Adjust oven rack to lower-middle position and preheat to 375 degrees. Remove the pie pan from the freezer. Press a doubled 12-inch piece of heavy-duty aluminum foil into the inside of the pie tin, fold the edges over to protect the fluted edge. Distribute two cups of ceramic or metal pie weights (I use pennies) over the foil. Bake for 25 to 30 minutes. Remove foil and weights and continue baking for another 5-6 minutes, or until crust is lightly golden.
TO PREPARE THE FILLING:
1. Process pumpkin puree, brown sugar, spices, and salt in a food processor (or use hand mixer) for 1 minute, until combined. Transfer the pumpkin mixture to a 3-quart heavy-bottomed saucepan; bring it to a sputtering simmer over medium-high heat. Cook the pumpkin, stirring constantly, until thick and shiny, about 5 minutes.

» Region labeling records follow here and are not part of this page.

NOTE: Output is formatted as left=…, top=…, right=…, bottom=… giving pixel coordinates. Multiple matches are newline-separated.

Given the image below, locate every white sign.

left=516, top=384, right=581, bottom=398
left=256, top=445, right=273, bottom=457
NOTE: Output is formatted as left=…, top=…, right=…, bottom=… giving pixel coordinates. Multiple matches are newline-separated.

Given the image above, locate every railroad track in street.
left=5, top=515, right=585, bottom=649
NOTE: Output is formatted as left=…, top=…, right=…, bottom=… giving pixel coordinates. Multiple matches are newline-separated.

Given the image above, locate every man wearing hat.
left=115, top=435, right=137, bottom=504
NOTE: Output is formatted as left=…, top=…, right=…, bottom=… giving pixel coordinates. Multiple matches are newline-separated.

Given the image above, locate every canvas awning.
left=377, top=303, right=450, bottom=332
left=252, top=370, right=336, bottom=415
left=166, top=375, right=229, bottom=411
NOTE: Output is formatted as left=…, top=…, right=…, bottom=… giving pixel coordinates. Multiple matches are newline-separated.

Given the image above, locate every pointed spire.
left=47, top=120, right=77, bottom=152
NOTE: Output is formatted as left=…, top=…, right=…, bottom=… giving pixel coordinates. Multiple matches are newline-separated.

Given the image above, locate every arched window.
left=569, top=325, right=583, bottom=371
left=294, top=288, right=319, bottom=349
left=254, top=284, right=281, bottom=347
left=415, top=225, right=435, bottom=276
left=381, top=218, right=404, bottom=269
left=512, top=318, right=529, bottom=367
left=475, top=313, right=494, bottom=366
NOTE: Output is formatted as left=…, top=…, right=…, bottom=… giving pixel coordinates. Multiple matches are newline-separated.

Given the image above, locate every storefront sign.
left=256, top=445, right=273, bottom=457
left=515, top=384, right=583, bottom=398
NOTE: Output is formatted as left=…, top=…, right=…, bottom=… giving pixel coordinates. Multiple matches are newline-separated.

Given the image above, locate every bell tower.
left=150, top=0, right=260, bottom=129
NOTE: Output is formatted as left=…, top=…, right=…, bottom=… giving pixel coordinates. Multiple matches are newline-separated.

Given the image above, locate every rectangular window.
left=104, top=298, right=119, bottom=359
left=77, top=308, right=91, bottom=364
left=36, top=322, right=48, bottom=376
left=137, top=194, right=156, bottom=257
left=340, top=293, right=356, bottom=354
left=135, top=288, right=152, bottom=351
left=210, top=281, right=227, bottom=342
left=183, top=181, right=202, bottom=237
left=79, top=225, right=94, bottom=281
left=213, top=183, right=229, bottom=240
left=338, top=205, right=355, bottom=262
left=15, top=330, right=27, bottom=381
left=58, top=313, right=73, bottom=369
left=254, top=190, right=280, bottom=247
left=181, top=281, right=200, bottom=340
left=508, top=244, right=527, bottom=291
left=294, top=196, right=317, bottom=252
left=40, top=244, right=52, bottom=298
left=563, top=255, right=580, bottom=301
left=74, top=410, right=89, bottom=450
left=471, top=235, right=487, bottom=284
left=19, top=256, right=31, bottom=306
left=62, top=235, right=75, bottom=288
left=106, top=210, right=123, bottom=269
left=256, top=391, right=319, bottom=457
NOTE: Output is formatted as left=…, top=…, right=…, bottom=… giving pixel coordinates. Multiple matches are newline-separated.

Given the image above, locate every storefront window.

2. As soon as the pie shell comes out of the oven, adjust oven rack to the lowest position and increase oven temperature to 400 degrees. Whisk heavy cream and milk into the pumpkin and bring to a bare simmer. Beat the eggs in a separate bowl until combined, then mix in the pumpkin mixture in batches.
3. Immediately pour warm filling into hot pie shell (ladle any excess filling into the pie after it has baked for five minutes – by this time the filling will have settled). Bake pie until filling is puffed, dry-looking, and slightly cracked around the edges. The center will wiggle like gelatin when the pie is gently shaken. About 25 minutes. Cool on a wire rack for at least an hour.